Cita con el Dentista.




Primera hora de la mañana, visita al dentista. Caí en la cuenta enseguida. Antes, excepto la vez que estuve sentado frente al gran Francisco Umbral, me desagradaba ir. Por entonces él tendría mi edad y me pareció un señor serio y sobre todo mayor e intocable, al que yo miraba de reojo y con cierta sugestión. No podía dar crédito que un individuo al que siempre había visto al otro lado de las pantallas de un mundo orwelliano, existiera en realidad. Esos eran algunos de los chismes que pensaba. En cuanto a lo que debió de pensar él sobre mí —si llegó a hacerlo— nunca lo supe. Supongo que me miraría como lo que yo era por entonces, un joven imberbe, propietario de un negocio de restauración, mentalmente alejado de la literatura. 
   

 Jamás imaginé que años después mi vida daría un giro de ciento ochenta grados y hoy me iba a hallar donde él se encontró. 
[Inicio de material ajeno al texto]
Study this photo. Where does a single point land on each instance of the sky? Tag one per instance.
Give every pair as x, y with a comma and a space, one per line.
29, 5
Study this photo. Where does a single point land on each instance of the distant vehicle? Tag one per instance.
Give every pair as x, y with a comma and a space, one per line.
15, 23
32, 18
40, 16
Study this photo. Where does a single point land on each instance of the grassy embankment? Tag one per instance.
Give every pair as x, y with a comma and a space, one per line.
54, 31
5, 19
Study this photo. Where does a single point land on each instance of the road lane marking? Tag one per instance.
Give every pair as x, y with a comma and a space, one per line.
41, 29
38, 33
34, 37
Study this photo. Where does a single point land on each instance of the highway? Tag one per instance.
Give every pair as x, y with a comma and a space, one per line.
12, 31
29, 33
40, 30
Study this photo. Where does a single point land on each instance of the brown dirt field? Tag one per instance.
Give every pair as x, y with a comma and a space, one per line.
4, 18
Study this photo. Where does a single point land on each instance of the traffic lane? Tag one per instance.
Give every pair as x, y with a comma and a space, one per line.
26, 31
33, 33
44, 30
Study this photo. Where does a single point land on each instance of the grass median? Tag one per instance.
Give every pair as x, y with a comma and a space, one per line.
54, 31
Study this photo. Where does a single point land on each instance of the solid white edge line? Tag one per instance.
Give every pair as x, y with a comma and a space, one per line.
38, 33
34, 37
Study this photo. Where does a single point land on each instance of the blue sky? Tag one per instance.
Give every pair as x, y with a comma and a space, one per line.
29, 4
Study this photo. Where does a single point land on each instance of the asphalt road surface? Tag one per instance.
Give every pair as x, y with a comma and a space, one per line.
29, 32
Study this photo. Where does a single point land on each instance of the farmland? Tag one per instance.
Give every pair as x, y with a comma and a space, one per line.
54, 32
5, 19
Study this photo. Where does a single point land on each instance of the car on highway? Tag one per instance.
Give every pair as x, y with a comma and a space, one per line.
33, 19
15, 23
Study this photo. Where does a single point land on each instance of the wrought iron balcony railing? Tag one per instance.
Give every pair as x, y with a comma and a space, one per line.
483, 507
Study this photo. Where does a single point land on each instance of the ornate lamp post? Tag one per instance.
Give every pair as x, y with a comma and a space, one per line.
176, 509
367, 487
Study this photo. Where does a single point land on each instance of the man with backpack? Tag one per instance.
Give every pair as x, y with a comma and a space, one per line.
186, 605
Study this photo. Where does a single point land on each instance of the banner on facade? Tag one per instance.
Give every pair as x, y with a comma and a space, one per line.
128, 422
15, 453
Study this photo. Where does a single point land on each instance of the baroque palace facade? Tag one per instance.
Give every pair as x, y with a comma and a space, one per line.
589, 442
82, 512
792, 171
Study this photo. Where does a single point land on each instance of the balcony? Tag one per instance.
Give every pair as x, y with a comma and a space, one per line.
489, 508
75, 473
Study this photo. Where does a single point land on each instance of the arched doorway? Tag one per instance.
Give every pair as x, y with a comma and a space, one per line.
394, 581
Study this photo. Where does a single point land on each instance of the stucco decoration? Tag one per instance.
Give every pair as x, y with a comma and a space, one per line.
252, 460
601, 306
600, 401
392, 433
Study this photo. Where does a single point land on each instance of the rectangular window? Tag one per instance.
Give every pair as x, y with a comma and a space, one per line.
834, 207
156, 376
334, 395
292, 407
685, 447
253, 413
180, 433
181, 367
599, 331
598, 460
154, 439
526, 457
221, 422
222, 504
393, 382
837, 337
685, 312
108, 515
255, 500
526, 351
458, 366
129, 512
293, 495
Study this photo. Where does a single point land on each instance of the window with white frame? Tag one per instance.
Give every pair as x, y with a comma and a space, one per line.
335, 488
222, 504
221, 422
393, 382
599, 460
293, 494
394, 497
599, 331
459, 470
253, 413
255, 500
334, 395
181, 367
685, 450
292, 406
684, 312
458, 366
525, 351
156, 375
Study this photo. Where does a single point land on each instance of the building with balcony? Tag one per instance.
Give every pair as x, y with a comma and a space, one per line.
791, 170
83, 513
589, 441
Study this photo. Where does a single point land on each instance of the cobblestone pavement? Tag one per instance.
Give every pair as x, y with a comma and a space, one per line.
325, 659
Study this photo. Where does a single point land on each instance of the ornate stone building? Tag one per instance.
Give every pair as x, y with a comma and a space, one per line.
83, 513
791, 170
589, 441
   No hice sino oír la voz modulada de la auxiliar, alzar la mirada, fijar los ojos en aquella figura de blanco esmaltado, con unos cabellos rojos como un crepúsculo en llamas, y me di cuenta: acababa de perder los papeles. De pronto ni siquiera recordaba y menos tenía claro quién era yo, allí acomodado, mientras escuchaba aturdido la voz de aquella preciosa sílfide. Solo atesoraba una certeza. La de profesarme un hombre recto, incapaz de ser atraído por nadie, porque la edad del amor había prescrito dentro de mí y para mí... 
   Me tendió una mano y me invitó a seguirla. En aquel instante tuve ganas de orinarme de vergüenza y no quise pensar, pero lo hice, en las personas que habría en la sala, y el escarnio que supondría que presenciaran como delante de todos, me derretía como un viejo buque tocado en su línea de flotación. Sentía sus miradas clavarse en mí como los afilados caninos de una jauría de perros asilvestrados. Así que, con el apremio de un chiquillo descarriado, tomé la mano que me ofrecía, me levanté de una sacudida chirriante y la seguí por un largo pasillo. 
   Entramos en una sala. Me invitó a acomodarme en un extraño sillón electrohidráulico y se marchó. Más desahogado, permanecí pensando en cual sería el doctor que me iba a tocar en gracia, me arrepentí de mi rebeldía, negándome a visitar al dentista cada seis meses, tal como estaba prescrito, y hacerlo solo cuando mi dentadura lastrada por el deterioro me lo pedía mediante punzadas de un dolor mortificante. 
   El misterio no tardó en descubrirse. Derramando sus cabellos como una pavesa encendida sobre mis hombros, la joven que había tomado por auxiliar, clavaba sus ojos claros en mí. Mirándome con un ademán sedante, me dijo: 
—Soy la doctora Regina, relájese. Enseguida habremos terminado. 
   Dejé escapar una sonrisa nerviosa. Inclinó su cuerpo y sentí sus pechos afirmados sobre mi tórax, me abrió la boca y palpó mi lengua con la suya, ungiéndonos en una fricción esponjosa y complaciente. Su aroma impregnó mi alma y su voz me preguntó. 
—¿Cómo se encuentra ahora? ¿Siente dolor...? 
—Niguno… weno... Zi, el de mi corazó... 
    
Sus manos acariciaron mi nuca, se puso a horcajadas sobre mí, y de forma pausada comenzó a hacerme el amor y me volví a sentir joven y lleno de energías...  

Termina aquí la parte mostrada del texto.